The black market for marijuana in Colorado isn’t what it used to be.
Nine or 10 years ago, the narrative of illicit cannabis in the state focused on illegally grown product filtering in from Mexico, California and elsewhere. Now it seems officials and experts are more concerned about Colorado-grown marijuana infiltrating other states, a trend that is seeing a significant upward trajectory, according to data obtained by The Denver Post.
“In a lot of ways, our legal industry has become the black market for other states,” said Tom Gorman, director of the Rocky Mountain High Intensity Drug Trafficking Area.
Although some facets of Colorado pot are simple to quantify — taxes, sales, demand — the black and gray markets are by definition difficult to track, especially in the first year of legal recreational sales. It doesn’t help that the underground market is a complex, multi-headed beast.
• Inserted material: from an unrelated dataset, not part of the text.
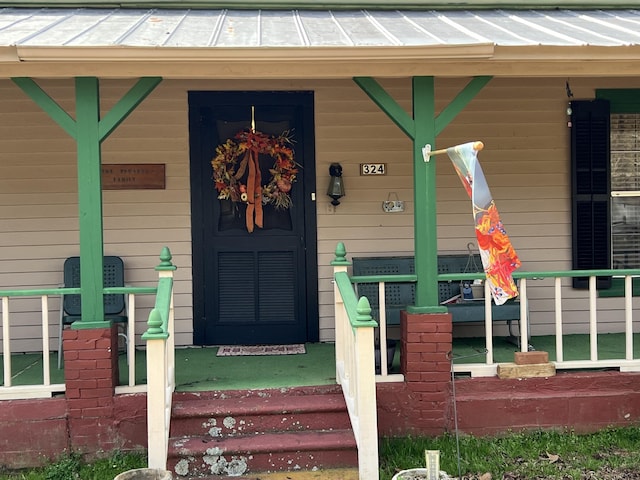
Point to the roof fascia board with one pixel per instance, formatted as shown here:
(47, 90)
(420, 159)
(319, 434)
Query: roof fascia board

“There are four black markets,” said Mark Kleiman, a professor of public policy at the University of California Los Angeles. “There’s people growing it in Colorado to sell in Colorado. People bringing stuff up from Mexico to sell in Colorado. People with medical cards reselling their marijuana in state and out of state, including sales to minors. And there may be some diversion from the commercial market: People buying it retail in Denver and selling it in Chicago or somewhere else.”
For example: The black market is straight up illegal. The gray market represents gray areas of the law among unlicensed, unregulated caregivers.
So what do the local black and gray markets for marijuana look like almost a year after recreational sales started on Jan. 1?
“We say this with regard to everything on these societal impact-type questions: It’s too early to tell,” said Ashley Kilroy, the city of Denver’s executive director of marijuana policy.
Some industry experts agree with Kilroy on that point.
“It’s absurd that a system that has grown over 80 years would end in a week or a year,” said Mason Tvert, communications director for the Marijuana Policy Project and a director on Colorado’s pot-legalizing “Yes on 64” campaign. “This is an issue that cannot be addressed in a year.”
With the pot coming into Colorado, the situation looks to be improving. Some Mexican marijuana growers have abandoned the crop entirely because stateside legalization has cut wholesale costs in half. “I wish the Americans would stop with this legalization,” 50-year-old lifelong pot farmer Rodrigo Silla told The Washington Post in April. Another Mexican farmer, identified only as Nabor, told NPR in November: “If the U.S. continues to legalize pot, they’ll run us into the ground.”
But with the pot leaving Colorado, a sticking point for the U.S. Justice Department is that it must prevent “the diversion of marijuana from states where it is legal … to other states.” The situation is getting worse. There is substantial data pointing toward an increase in the amount of legal and illegal pot being seized on its way out of Colorado to other states.
The number of Postal Service-mailed packages containing pot intercepted in Colorado increased by 1,280 percent from 2010, when there were 15 seizures, to 2013, when there were 207, according to HIDTA, a federally-funded drug task force. (The data did not include FedEx, UPS or other carriers.) The agency said the pounds of marijuana in those packages increased by 762 percent in the same time period, from 57.2 pounds in 2010 to 493 pounds in 2013.
“Some of the pot is out of dispensaries,” said Gorman, who spent 30 years with California’s Bureau of Narcotic Enforcement. “Some is out of retail stores, some is out of home grows, some is from co-ops, some is from patients and caregivers — you take that whole segment, and that to me is what the black market looks like now in Colorado.”